I'm working lightly from home today, as I'm loopy from lack of sleep and I want to be able to help Mr. Farce get home from work if I have to. He was told to stay in AC today, and will likely be allowed to sit in the yard during physical training and drills tomorrow. We have to be secretive and essentially lie to his bosses about his recuperation, even while the union heads knows the reality of his recovery. It's a dangerous line to walk, as we don't want to push him too far physically, but our well being - and his emotional health - are very closely linked to this job. We wait with bated breath.
I haven't done laundry in a week, and since I was gone almost the whole weekend, only stopping in to attempt to sleep at night, one of the cats pissed in our laundry pile in our closet. It's my fault for not cleaning their boxes, but DAMN IT CATS, I HAVE ENOUGH TO DO.
Yesterday, we hosted an open house of sorts for family and friends who didn't visit him in the hospital. It was nice, and he was happy, but I had to shoo them all away so he could get to sleep at 8. I've finally realized why my soon-to-be sister-in-law has loathed Mr. Farce's mother all these years - the woman is a selfish idiot with no regard for others. At our open house, she kept asking Mr. Farce what was wrong with his face, when she's had cold sores her whole life and is the reason he has them. After explaining that they were cold sores, she still pestered him about it in front of our (much more tactful) friends. I wanted to throw her out a window.

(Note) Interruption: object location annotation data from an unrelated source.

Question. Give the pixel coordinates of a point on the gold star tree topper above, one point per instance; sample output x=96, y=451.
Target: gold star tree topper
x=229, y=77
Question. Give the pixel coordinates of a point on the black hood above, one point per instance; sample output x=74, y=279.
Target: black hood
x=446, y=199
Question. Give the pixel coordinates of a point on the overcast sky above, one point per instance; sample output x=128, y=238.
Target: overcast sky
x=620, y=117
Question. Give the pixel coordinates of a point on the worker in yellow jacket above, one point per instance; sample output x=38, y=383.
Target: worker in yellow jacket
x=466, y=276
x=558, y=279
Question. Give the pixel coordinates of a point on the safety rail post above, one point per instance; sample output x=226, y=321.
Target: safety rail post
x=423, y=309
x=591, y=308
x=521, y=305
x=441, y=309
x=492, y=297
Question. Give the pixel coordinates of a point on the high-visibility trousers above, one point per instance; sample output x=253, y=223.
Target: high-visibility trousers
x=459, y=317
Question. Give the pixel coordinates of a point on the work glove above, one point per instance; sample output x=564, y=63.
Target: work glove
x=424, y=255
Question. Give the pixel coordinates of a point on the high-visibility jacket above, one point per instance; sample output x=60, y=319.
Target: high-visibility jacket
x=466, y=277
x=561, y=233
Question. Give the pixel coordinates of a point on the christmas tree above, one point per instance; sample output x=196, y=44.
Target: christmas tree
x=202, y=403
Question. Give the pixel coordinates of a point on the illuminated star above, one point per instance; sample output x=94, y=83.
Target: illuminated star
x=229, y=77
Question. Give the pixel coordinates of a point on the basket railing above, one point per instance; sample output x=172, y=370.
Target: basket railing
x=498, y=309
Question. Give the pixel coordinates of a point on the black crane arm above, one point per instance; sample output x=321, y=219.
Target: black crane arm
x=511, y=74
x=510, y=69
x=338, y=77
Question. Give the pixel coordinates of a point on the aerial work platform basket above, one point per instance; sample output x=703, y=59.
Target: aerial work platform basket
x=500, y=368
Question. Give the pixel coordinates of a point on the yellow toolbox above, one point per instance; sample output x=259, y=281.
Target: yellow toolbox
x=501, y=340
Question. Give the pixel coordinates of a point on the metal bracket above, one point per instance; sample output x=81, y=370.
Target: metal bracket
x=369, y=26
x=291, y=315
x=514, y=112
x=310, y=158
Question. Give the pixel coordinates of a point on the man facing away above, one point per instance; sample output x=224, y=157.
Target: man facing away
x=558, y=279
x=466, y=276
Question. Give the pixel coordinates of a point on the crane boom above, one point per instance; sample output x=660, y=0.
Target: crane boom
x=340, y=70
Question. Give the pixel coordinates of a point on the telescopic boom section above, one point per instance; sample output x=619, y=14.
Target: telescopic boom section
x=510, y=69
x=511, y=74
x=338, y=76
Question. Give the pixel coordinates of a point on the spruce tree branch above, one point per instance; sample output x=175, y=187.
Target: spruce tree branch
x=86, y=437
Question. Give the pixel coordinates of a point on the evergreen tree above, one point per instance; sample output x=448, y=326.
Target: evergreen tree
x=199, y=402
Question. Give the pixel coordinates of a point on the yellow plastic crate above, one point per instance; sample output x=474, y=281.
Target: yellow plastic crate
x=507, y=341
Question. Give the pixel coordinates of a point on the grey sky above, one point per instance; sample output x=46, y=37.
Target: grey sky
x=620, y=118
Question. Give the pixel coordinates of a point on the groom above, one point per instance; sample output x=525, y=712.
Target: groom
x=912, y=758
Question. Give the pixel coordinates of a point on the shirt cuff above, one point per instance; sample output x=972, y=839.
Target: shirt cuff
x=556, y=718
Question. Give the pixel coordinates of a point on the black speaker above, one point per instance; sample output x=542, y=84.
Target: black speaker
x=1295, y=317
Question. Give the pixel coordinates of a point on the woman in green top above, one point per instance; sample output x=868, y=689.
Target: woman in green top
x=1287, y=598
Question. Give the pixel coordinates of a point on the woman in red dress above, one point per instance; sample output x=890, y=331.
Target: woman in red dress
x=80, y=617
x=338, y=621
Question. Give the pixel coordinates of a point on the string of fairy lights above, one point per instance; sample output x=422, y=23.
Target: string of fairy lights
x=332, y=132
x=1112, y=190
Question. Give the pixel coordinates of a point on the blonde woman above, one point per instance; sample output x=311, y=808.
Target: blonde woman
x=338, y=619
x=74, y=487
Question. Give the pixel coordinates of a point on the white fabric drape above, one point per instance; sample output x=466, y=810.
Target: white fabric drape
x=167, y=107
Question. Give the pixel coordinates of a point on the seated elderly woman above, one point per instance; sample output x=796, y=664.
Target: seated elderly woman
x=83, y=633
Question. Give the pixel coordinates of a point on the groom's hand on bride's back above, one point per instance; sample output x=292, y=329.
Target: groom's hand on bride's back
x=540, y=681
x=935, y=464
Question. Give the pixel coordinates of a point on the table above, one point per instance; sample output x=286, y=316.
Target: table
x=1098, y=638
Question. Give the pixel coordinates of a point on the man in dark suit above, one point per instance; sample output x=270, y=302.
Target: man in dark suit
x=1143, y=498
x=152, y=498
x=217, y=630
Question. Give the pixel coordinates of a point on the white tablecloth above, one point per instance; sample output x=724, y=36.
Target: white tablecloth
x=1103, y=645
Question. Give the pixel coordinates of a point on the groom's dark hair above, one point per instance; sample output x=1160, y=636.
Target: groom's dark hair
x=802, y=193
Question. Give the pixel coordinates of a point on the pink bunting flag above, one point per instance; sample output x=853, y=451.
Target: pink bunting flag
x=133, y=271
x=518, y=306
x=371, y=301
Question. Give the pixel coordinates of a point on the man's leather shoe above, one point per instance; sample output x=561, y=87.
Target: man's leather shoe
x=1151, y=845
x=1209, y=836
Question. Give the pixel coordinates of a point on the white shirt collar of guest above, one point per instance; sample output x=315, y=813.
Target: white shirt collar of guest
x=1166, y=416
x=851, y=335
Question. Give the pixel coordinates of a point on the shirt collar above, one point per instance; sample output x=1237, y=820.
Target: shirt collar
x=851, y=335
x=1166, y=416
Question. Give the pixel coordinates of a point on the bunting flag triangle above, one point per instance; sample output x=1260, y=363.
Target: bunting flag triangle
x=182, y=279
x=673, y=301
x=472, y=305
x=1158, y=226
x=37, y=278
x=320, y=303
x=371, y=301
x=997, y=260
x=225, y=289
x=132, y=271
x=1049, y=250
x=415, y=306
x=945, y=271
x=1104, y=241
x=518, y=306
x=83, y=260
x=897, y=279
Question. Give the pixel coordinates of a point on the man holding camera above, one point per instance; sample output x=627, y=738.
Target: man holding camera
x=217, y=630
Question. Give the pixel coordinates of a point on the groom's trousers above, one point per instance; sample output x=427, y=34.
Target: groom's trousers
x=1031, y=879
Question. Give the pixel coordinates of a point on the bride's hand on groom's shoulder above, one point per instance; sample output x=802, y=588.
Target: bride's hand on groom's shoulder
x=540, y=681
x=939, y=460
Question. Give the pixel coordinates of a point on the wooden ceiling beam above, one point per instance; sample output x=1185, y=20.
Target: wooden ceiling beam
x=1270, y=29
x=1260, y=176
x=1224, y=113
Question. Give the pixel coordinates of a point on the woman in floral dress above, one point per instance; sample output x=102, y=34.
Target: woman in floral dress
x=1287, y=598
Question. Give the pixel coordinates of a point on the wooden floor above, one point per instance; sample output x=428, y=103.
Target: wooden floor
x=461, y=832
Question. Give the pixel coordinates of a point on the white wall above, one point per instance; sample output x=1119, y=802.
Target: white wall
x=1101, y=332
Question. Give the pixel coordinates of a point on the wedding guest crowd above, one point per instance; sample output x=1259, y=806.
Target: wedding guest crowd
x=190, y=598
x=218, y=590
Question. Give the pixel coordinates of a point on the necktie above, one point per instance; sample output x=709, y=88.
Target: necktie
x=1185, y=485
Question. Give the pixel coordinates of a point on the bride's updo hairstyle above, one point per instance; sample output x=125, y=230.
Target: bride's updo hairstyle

Then again, I've had an awful lot of his family lately and maybe I just need space (like ten or twenty years).
The gravity of what occurred really hasn't hit home yet. I'm waiting for the hammer to fall and break down a bit, but for now, we're too preoccupied with the business of putting things in order to worry too much about that yet. We have w worker's compensation claim in and are on tenterhooks about his job. Until we know more, we just need to go on living.
I need to focus and do some work, but all I want is a cup of tea and a nap.
Thank you all for your support and well-wishes. They have been truly appreciated.